It took just one week and another devastating injury for SU to go from new heights back down to where it usually resides: in a position of instability.
I was in attendance for Notre Dame’s 41-24 beatdown of Syracuse inside the JMA Wireless Dome on Saturday. With every passing Audric Estime hook and every Logan Diggs jab, ND began looking like a team playing above its weight. SU looked exhausted, shorthanded, and overmatched. A Irish team that saw the specter of a .500 record played for its life and head coach Marcus Freeman – and won. By the end, a game that felt winnable for Syracuse went squarely by the boards.
How many 6-1 teams ever experience a game like that? Not many, and those who do usually aren’t ranked in the Top 20 for much longer. No. 22 Syracuse isn’t anymore, either.
After three years of howling about coaching or in-state recruiting or whatever else, it’s unusual to lack a scapegoat when it comes to SU football’s ills. ‘Cuse isn’t suddenly losing because it’s a bad team or because someone is throwing away SU’s destiny. We foresaw what’s now happening just a few weeks ago. For one main reason out of their control, the Orange are falling – injuries.
Not in SU’s recent history has such a talented team been more beset by injuries. Yes, Eric Dungey missed quite a few games in his day before he put it all together in 2018. Yes, SU’s banged-up offensive line forced Clayton Welch and Rex Culpepper into action during dismal years.

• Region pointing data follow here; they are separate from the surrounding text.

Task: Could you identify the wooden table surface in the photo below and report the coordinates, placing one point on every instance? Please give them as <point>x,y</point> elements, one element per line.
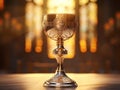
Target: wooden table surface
<point>35,81</point>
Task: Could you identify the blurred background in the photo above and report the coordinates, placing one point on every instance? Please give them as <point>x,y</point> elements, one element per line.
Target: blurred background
<point>94,48</point>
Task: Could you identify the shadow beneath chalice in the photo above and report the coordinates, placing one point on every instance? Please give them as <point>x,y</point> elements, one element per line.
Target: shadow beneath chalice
<point>50,88</point>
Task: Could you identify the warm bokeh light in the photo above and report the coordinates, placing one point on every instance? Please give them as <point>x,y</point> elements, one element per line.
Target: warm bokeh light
<point>34,24</point>
<point>83,2</point>
<point>61,6</point>
<point>83,46</point>
<point>38,2</point>
<point>1,4</point>
<point>93,45</point>
<point>88,23</point>
<point>28,44</point>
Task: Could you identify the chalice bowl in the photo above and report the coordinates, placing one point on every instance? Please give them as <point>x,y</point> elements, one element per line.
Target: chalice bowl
<point>59,27</point>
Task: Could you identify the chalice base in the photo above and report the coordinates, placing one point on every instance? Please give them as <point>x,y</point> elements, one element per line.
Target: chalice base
<point>60,79</point>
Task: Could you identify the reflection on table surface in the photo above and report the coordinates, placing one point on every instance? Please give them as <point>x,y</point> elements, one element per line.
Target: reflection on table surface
<point>84,81</point>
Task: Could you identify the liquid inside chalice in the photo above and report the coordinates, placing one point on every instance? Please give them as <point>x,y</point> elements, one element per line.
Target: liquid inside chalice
<point>59,26</point>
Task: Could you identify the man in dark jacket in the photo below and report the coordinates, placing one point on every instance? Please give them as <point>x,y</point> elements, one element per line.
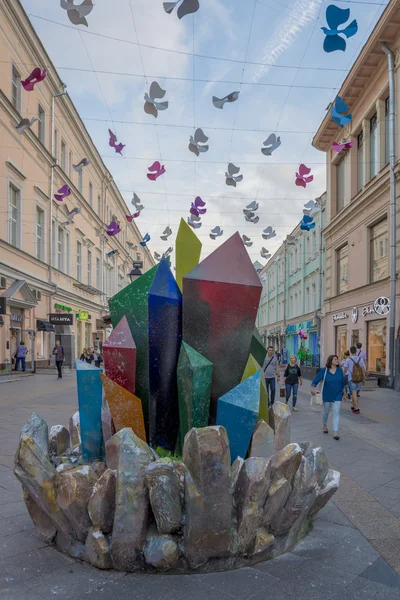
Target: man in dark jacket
<point>58,352</point>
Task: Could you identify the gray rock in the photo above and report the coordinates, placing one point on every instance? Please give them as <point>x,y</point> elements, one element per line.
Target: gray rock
<point>263,441</point>
<point>249,497</point>
<point>208,530</point>
<point>75,430</point>
<point>161,551</point>
<point>44,526</point>
<point>132,504</point>
<point>59,440</point>
<point>163,484</point>
<point>74,490</point>
<point>38,475</point>
<point>97,549</point>
<point>101,506</point>
<point>36,428</point>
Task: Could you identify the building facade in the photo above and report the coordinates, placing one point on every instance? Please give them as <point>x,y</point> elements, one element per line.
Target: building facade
<point>357,232</point>
<point>56,275</point>
<point>292,293</point>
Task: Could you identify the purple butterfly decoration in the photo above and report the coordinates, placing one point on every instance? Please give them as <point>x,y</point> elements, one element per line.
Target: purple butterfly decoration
<point>62,193</point>
<point>113,142</point>
<point>197,207</point>
<point>113,229</point>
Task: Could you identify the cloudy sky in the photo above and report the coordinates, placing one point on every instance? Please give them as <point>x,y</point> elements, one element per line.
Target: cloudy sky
<point>271,51</point>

Yes, Andre Cisco’s freak warmup accident two years ago cost the team dearly – but the injury report hasn’t been this long or stung worse in a good minute.
This season ended early for Stefon Thompson, Chris Elmore, Terry Lockett, Isaiah Jones, Denis Jaquez (the only non-starter of the group), and now NFL-hopeful and defensive stalwart Garrett Williams after yesterday’s announcement of a torn ACL. Defensive starters like Alijah Clark, Ja’Had Carter, and Derek McDonald have all suffered nicks at different points. Even quarterback Garrett Shrader’s status is unknown after his doubly-taped ankles faltered against the Irish.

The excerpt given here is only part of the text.